Thierry d’Abadie de Lurbe : Les clients martiniquais ne connaissent pas l’offre de la ville ; ils ne savent pas ce qui se fait en ville. Donc l’idée était vraiment de permettre à tout un chacun de découvrir – à travers l’application qui est une vitrine des commerces, de toutes les offres de la ville, aussi bien de la mairie que des transports etc. – ce qui se fait sur la ville. A partir de ça, l’application a été créée. En cliquant sur le commerce, vous voyez ses offres ; ça vous permet également d’y accéder en géolocalisation, de l’appeler par téléphone, etc. A partir de l’application vous voyez donc tout ce qui se fait sur la ville ; c’est vraiment une vitrine exceptionnelle, et gratuite pour les commerçants. D’ailleurs, l’idée aujourd’hui est d’encourager les commerçants à participer à toute cette stratégie qui se met en place : conciergerie, click and collect, etc. On attend beaucoup d’eux parce que c’est gagnant-gagnant ; c’est permettre aux commerçants de vendre leurs produits en toute circonstance – même hors des horaires d’ouverture puisque nous prendrons le relais. Et dans la période ‘actuelle’ c’est un palliatif : ça leur permettra de vendre même en étant fermés.
Toutes ces innovations ont-elles vocation à être pérennes ?
Ah oui, clairement, à durer pleinement ; la volonté est de travailler dans la durée. Et vous savez, notre volonté était aussi de changer le fonctionnement qu’on avait.
C’est-à-dire ?
On fait des événements – grande braderie, etc. – c’est super, ça marche bien, il y a du monde en ville, mais les gens viennent sur le coup et ne reviennent plus parce qu’ils attendent le prochain événement. Alors que là, avec l’application etc. c’est comme si les gens seront en ville en permanence. Et puis la ville n’est plus la ville, c’est un village : Foyal Village (sourire). Enfin on ne l’a pas dit aujourd’hui mais on aura aussi un petit train électrique, qui permettra aux clients de faire le tour de la ville.

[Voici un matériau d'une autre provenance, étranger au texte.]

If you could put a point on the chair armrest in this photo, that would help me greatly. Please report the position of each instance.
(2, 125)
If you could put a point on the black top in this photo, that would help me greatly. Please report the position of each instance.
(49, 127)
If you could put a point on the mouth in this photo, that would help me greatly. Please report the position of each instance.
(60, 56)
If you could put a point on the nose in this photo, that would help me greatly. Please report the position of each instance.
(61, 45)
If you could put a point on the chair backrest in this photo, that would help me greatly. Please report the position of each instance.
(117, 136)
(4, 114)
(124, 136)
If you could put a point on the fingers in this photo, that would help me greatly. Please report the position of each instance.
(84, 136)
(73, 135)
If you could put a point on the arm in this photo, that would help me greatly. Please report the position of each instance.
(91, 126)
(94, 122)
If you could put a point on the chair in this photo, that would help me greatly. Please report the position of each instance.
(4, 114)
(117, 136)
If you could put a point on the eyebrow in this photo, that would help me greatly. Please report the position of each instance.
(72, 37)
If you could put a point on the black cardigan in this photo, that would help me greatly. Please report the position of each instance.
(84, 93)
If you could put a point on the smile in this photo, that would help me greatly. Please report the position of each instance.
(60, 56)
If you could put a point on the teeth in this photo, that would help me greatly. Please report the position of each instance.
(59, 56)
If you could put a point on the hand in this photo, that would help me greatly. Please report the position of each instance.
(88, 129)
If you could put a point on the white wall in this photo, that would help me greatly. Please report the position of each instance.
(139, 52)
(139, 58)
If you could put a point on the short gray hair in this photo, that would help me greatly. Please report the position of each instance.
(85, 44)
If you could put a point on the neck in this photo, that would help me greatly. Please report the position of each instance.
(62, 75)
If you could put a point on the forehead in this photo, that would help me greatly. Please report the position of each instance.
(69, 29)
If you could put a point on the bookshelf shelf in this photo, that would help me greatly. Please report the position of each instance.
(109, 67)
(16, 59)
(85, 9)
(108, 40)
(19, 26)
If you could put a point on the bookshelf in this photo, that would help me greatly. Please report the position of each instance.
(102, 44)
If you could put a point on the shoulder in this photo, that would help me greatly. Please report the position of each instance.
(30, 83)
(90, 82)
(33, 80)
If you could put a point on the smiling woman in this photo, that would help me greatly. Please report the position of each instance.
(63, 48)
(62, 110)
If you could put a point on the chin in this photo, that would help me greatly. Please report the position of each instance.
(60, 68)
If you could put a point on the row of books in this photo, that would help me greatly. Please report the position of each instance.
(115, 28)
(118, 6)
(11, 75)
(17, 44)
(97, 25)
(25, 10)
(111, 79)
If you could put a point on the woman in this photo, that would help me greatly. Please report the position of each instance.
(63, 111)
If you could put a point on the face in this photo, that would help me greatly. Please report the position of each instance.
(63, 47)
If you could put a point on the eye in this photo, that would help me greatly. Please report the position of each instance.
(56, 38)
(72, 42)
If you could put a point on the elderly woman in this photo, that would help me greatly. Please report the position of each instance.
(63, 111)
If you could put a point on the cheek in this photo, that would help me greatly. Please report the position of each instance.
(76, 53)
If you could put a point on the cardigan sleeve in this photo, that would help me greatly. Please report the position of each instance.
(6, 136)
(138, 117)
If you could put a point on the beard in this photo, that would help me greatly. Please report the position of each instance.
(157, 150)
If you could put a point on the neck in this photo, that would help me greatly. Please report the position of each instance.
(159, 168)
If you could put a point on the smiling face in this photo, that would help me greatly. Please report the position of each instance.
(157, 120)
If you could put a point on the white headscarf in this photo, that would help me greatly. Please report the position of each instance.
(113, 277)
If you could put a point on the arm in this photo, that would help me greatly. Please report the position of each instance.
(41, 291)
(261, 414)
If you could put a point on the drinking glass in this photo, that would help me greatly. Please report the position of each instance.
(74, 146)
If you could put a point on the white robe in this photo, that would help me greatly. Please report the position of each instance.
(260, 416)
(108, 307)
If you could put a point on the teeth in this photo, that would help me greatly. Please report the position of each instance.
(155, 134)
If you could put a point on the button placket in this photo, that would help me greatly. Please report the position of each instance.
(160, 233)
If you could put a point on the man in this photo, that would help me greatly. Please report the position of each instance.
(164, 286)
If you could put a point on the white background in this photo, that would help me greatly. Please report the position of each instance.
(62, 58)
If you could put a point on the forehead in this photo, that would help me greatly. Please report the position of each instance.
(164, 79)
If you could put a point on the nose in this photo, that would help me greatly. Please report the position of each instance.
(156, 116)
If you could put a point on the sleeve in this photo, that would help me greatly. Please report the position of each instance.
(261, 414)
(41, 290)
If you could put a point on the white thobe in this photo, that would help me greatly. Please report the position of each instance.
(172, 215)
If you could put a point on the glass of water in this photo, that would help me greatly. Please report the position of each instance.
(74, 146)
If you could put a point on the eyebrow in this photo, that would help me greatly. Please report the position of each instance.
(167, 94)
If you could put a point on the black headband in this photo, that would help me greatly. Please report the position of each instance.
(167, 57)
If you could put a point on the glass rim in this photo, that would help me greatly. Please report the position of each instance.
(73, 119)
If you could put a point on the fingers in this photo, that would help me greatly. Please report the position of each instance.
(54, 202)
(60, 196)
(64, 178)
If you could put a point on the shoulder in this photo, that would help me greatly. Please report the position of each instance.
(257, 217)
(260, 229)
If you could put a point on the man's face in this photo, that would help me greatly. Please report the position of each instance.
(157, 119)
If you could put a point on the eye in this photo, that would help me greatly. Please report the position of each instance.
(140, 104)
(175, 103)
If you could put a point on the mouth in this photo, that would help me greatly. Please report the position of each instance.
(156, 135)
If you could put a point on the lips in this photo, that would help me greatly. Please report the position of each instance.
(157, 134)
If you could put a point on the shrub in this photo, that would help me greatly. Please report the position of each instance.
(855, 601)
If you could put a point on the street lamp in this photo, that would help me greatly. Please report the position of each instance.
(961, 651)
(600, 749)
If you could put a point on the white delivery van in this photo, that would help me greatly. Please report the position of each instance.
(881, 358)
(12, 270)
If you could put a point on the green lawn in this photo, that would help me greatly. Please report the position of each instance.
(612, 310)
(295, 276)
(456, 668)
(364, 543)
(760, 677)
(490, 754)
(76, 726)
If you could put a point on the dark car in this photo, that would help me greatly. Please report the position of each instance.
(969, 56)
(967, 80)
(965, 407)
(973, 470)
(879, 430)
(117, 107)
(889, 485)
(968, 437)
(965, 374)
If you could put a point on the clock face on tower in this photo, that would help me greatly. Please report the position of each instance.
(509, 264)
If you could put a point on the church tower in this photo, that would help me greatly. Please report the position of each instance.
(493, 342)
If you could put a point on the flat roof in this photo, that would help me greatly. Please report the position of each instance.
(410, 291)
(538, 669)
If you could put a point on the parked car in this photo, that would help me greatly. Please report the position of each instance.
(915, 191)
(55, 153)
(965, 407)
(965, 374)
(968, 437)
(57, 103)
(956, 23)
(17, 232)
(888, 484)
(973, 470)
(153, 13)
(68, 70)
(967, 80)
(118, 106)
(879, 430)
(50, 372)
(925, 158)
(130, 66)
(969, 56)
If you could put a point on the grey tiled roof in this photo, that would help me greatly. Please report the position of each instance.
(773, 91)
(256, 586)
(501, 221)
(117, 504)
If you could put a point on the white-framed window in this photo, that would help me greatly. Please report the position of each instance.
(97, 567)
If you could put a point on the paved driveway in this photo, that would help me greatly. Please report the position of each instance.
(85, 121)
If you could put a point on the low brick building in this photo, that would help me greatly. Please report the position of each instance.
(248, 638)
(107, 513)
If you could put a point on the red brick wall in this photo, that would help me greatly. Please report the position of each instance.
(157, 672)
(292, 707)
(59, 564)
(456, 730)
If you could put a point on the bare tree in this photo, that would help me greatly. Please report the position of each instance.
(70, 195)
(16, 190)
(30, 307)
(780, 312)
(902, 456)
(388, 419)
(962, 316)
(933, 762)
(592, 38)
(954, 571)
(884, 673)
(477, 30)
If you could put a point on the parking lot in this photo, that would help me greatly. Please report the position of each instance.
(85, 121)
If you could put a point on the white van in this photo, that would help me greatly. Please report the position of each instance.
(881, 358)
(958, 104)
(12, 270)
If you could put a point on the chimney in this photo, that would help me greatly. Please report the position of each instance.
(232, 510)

Philippe Jock, Président de la CCIM :
« Ajouter un deuxième confinement pour ces commerces dits ‘’non essentiels’’ a créé un sentiment d’injustice »
Dans cette interview, le président de la CCIM, Philippe Jock, évoque notamment les « solutions alternatives » mises en place suite à ce reconfinement.
Antilla : Quinze jours après le début de ce reconfinement*, quelles remontées avez-vous de ces commerçants dits « non essentiels » ?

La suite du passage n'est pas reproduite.